Department of Radiation Oncology, St. Jude Children's Research Hospital, Memphis, USA.
出版信息
Med Phys. 2025 Jun;52(6):3541-3556. doi: 10.1002/mp.17782. Epub 2025 Apr 1.
BACKGROUND
As auto-segmentation tools become integral to radiotherapy, more commercial products emerge. However, they may not always suit our needs. One notable example is the use of adult-trained commercial software for the contouring of organs at risk (OARs) of pediatric patients.
PURPOSE
This study aimed to compare three auto-segmentation approaches in the context of pediatric craniospinal irradiation (CSI): commercial, out-of-the-box, and in-house.
METHODS
CT scans from 142 pediatric patients undergoing CSI were obtained from St. Jude Children's Research Hospital (training: 115; validation: 27). A test dataset comprising 16 CT scans was collected from the McGill University Health Centre. All images underwent manual delineation of 18 OARs. LimbusAI v1.7 served as the commercial product, while nnU-Net was trained for benchmarking. Additionally, a two-step in-house approach was pursued where smaller 3D CT scans containing the OAR of interest were first recovered and then used as input to train organ-specific models. Three variants of the U-Net architecture were explored: a basic U-Net, an attention U-Net, and a 2.5D U-Net. The dice similarity coefficient (DSC) assessed segmentation accuracy, and the DSC trend with age was investigated (Mann-Kendall test). A radiation oncologist determined the clinical acceptability of all contours using a five-point Likert scale.
RESULTS
Differences in the contours between the validation and test datasets reflected the distinct institutional standards. The lungs and left kidney displayed an increasing age-related trend of the DSC values with LimbusAI on the validation and test datasets. LimbusAI contours of the esophagus were often truncated distally and mistaken for the trachea for younger patients, resulting in a DSC score of less than 0.5 on both datasets. Additionally, the kidneys frequently exhibited false negatives, leading to mean DSC values that were up to 0.11 lower on the validation set and 0.07 on the test set compared to the other models. Overall, nnU-Net achieved good performance for body organs but exhibited difficulty differentiating the laterality of head structures, resulting in a large variation of DSC values with the standard deviation reaching 0.35 for the lenses. All in-house models generally had similar DSC values when compared against each other and nnU-Net. Inference time on the test data was between 47-55 min on a Central Processing Unit (CPU) for the in-house models, while it was 1h 21m with a V100 Graphics Processing Unit (GPU) for nnU-Net.
CONCLUSIONS
LimbusAI could not adapt well to pediatric anatomy for the esophagus and the kidneys.
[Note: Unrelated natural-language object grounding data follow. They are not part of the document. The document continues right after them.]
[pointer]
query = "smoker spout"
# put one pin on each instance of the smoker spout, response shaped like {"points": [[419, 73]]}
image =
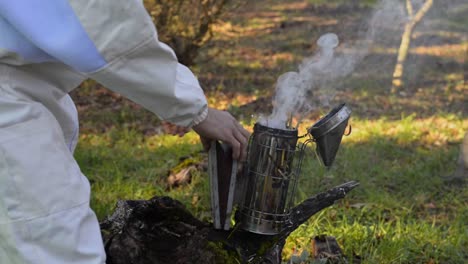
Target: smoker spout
{"points": [[329, 131]]}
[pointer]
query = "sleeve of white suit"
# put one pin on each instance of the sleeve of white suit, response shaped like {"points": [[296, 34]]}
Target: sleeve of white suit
{"points": [[115, 43]]}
When commercial products do not suit the study population, the nnU-Net is a viable option but requires adjustments. In resource-constrained settings, the in-house model provides an alternative. Implementing an automated segmentation tool requires careful monitoring and quality assurance regardless of the approach.
背景
随着自动分割工具成为放射治疗不可或缺的一部分,出现了更多的商业产品。然而,它们可能并不总是符合我们的需求。一个显著的例子是使用针对成人训练的商业软件来勾画儿科患者的危及器官(OARs)轮廓。
目的
本研究旨在比较儿科全脑全脊髓照射(CSI)背景下的三种自动分割方法:商业的、开箱即用的和内部开发的。
方法
从圣裘德儿童研究医院获取了142例接受CSI的儿科患者的CT扫描图像(训练:115例;验证:27例)。从麦吉尔大学健康中心收集了包含16例CT扫描的测试数据集。所有图像均进行了18个OARs的手动勾画。LimbusAI v1.7作为商业产品,而nnU-Net经过训练用于基准测试。此外,采用了一种两步的内部方法,首先恢复包含感兴趣OAR的较小3D CT扫描,然后将其用作输入来训练器官特异性模型。探索了U-Net架构的三种变体:基本U-Net、注意力U-Net和2.5D U-Net。使用骰子相似系数(DSC)评估分割准确性,并研究DSC随年龄的趋势(曼-肯德尔检验)。一位放射肿瘤学家使用五点李克特量表确定所有轮廓的临床可接受性。
结果
验证数据集和测试数据集之间轮廓的差异反映了不同的机构标准。在验证和测试数据集中,LimbusAI显示肺和左肾的DSC值随年龄呈上升趋势。对于年轻患者,LimbusAI勾画的食管轮廓在远端经常被截断,并被误认为气管,导致两个数据集上的DSC得分均低于0.5。此外,肾脏经常出现假阴性,导致验证集上的平均DSC值比其他模型低达0.11,测试集上低0.07。总体而言,nnU-Net在身体器官方面表现良好,但在区分头部结构的左右侧方面存在困难,导致晶状体的DSC值变化很大,标准差达到0.35。与nnU-Net相比,所有内部模型的DSC值通常相似。内部模型在中央处理器(CPU)上对测试数据的推理时间在47 - 55分钟之间,而nnU-Net在V100图形处理器(GPU)上的推理时间为1小时21分钟。
结论
LimbusAI在食管和肾脏的儿科解剖结构方面适应性不佳。当商业产品不适合研究人群时,nnU-Net是一个可行的选择,但需要进行调整。在资源有限的情况下,内部模型提供了一种替代方案。无论采用何种方法,实施自动分割工具都需要仔细监测和质量保证。